Richard Bremer, CIO Waterschap Rivierenland: 'Moderne uitdagingen vragen om centrale sturing' image

Richard Bremer is van huis uit Geodetisch/Landmeetkundig Ingenieur, werkte bij IT-consultancybureau CMG als materiedeskundige en kwam via interim managementprojecten terecht in de wereld van de Nederlandse waterschappen. “Ik vond en vind dat mooie organisaties, met een groot maatschappelijk belang”, vertelt hij. “Ze werken aan belangrijke vraagstukken, waar zeker in deze tijd van klimaatverandering iedere Nederlander mee te maken heeft. Zoals droge voeten bij veel en hoog water, en juist het vasthouden van water bij droge periodes.”

In juli 2015 trad Bremer in vaste dienst bij het Waterschap Rivierenland, dat zorgt voor gezuiverd afvalwater en met sterke dijken beschermt tegen wateroverlast in het gebied tussen de Rijn in het noorden en de Maas in het zuiden, en dat zich uitstrekt van de Drechtsteden in Zuid-Holland tot aan de Duitse grens, voorbij Nijmegen. Eerst als Strategisch Adviseur en Programmamanager, later als CIO en (daarmee) leider van de digitale transformatie bij het waterschap. 
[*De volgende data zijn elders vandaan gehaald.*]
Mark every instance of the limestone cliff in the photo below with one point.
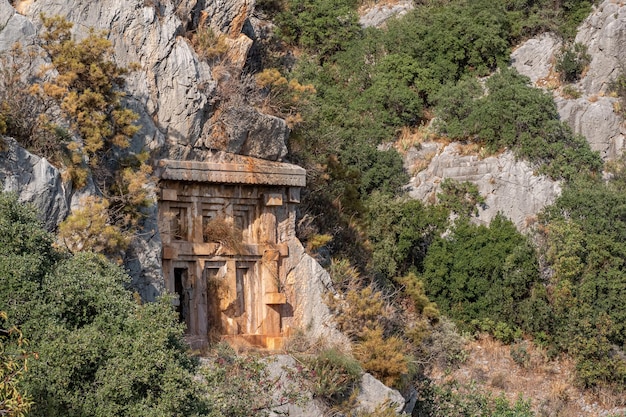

“Onze waterschapsorganisatie bestaat van oudsher uit twaalf afdelingen en zestig teams, met integraal management daartussen. Al het noodzakelijke om onze IT draaiende te houden en optimaal gebruik te maken van (nieuwe) technologieën, gebeurde op decentraal niveau, dus op het niveau van die zestig teams. De medewerkers, de financiën en ook softwareondersteuning: alles was 'versnipperd'.”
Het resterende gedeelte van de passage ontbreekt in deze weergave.